Louvemos a sua bondade e confiemos na sua justiça.

--Nunca duvidei d'ellas. Submisso e conforme com a vontade do Altissimo
espero que Elle disponha de mim. Já sabia que vinhas, que te davam
licença...

--Disse-lh'o aquelle homem de preto, que saiu, quando entrei?...

--Disse. E nunca os ferros me pesaram tanto como ha pouco. Não imaginas
o que elle me propoz?!...

--Da parte de Lagarde? Adivinho! Um casamento para mim?!...

--Um casamento para ti?! bradou Paulo erguendo-se convulso. Pois o
infame atreveu-se a pedir a tua mão?...

--Tranquillize-se, meu pae, não era para elle. N'esse ponto ao menos
fez-me justiça, accudiu a donzella sorrindo.

--Então para quem?

--Para um sobrinho seu, Armand d'Aubry, militar, moço, e digno de estima
pelas qualidades.

--E tu? interrogou o pae, fitando-a.

--Respondi que não! redarguiu Leonor serenamente. Como a minha mão era o
pretexto de um resgate, e o que Lagarde cubiçava eram os meus bens,
offereci-lhe os que herdei de minha mãe em troca da vossa liberdade.

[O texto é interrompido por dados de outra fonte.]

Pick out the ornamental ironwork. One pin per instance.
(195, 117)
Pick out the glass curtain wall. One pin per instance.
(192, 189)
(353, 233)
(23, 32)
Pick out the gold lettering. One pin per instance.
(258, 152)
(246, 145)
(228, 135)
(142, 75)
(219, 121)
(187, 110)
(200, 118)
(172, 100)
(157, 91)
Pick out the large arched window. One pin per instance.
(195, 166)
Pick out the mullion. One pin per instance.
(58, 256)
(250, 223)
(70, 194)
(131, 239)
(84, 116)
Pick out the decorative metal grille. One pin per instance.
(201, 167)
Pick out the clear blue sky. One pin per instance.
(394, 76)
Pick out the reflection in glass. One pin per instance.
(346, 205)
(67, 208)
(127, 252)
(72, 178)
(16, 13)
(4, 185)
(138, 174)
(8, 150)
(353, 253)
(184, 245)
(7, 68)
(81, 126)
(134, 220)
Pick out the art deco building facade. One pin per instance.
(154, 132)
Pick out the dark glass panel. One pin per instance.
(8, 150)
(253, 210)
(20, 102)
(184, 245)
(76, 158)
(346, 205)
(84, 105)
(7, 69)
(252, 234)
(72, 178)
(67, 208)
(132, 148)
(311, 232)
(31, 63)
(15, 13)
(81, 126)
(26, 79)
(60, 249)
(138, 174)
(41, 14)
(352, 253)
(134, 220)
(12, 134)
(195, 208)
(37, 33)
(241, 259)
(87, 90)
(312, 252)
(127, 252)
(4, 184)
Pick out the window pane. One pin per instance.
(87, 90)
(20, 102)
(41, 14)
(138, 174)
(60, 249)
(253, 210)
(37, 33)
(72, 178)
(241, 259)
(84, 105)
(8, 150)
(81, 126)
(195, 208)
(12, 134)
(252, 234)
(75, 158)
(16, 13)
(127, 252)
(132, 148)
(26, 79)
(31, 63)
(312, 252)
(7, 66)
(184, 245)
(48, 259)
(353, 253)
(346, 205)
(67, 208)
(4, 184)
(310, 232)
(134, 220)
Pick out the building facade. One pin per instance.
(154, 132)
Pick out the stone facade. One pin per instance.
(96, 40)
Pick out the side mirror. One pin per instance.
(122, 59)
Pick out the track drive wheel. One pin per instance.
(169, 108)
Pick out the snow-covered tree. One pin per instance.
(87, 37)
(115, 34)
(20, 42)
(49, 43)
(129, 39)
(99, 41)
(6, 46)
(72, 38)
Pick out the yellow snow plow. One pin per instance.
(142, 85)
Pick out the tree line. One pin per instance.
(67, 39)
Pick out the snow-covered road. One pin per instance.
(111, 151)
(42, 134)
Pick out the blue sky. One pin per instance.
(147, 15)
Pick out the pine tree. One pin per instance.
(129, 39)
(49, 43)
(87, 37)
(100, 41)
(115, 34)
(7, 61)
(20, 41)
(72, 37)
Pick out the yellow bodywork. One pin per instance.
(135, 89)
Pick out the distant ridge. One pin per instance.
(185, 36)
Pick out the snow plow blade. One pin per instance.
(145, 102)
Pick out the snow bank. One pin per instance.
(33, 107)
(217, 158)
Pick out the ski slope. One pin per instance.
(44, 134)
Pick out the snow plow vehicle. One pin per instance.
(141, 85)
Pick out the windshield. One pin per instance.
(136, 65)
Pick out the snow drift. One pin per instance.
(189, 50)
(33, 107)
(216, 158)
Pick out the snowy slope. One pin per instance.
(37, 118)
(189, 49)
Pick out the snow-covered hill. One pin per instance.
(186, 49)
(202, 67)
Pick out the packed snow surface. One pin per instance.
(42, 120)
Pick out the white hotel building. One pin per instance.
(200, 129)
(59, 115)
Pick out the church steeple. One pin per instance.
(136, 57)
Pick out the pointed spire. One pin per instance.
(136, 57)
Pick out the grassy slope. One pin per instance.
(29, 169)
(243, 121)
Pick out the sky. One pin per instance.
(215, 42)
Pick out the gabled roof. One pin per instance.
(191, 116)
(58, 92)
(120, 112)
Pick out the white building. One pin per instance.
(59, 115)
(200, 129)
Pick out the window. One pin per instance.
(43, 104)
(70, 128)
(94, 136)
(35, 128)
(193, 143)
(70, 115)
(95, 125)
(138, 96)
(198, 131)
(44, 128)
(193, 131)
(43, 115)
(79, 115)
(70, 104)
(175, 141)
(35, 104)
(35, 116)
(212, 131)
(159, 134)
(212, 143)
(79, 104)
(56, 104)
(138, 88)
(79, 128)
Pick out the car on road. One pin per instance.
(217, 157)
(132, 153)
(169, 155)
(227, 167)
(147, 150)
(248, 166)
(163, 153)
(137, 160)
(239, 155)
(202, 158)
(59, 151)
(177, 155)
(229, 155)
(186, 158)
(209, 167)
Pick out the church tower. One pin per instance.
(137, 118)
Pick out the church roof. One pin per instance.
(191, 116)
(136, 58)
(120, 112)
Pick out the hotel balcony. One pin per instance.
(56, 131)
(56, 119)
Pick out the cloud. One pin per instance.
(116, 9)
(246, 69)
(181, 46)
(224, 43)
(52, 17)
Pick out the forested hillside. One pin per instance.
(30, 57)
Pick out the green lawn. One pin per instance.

--Fizeste mal! disse o cavalheiro severo, mas commovido. E o sobrinho,
esse Aubry, tão vil como o tio, extendeu logo a mão, e acceitou o preço?
Vens pedir o meu consentimento?!

--O sobrinho, meu pae, alma grande e nobre, tudo, rejeitou a minha mão e
os meus bens, redarguiu a donzella.

--Ah! Tanta generosidade em um francez!... Espanta-me! Acaba!

--Tenho concluido. Aubry pediu-me perdão da vileza do tio, e jurou
proteger-nos...

--De graça? Duvido! Verás que não! insistiu Paulo, meneando a cabeça com
ar incredulo. Representou um lance de theatro, talvez ensaiado em casa
para figurar de homem de brios, e a esta hora estará rindo-se com
Lagarde da tua simplicidade em o acreditar.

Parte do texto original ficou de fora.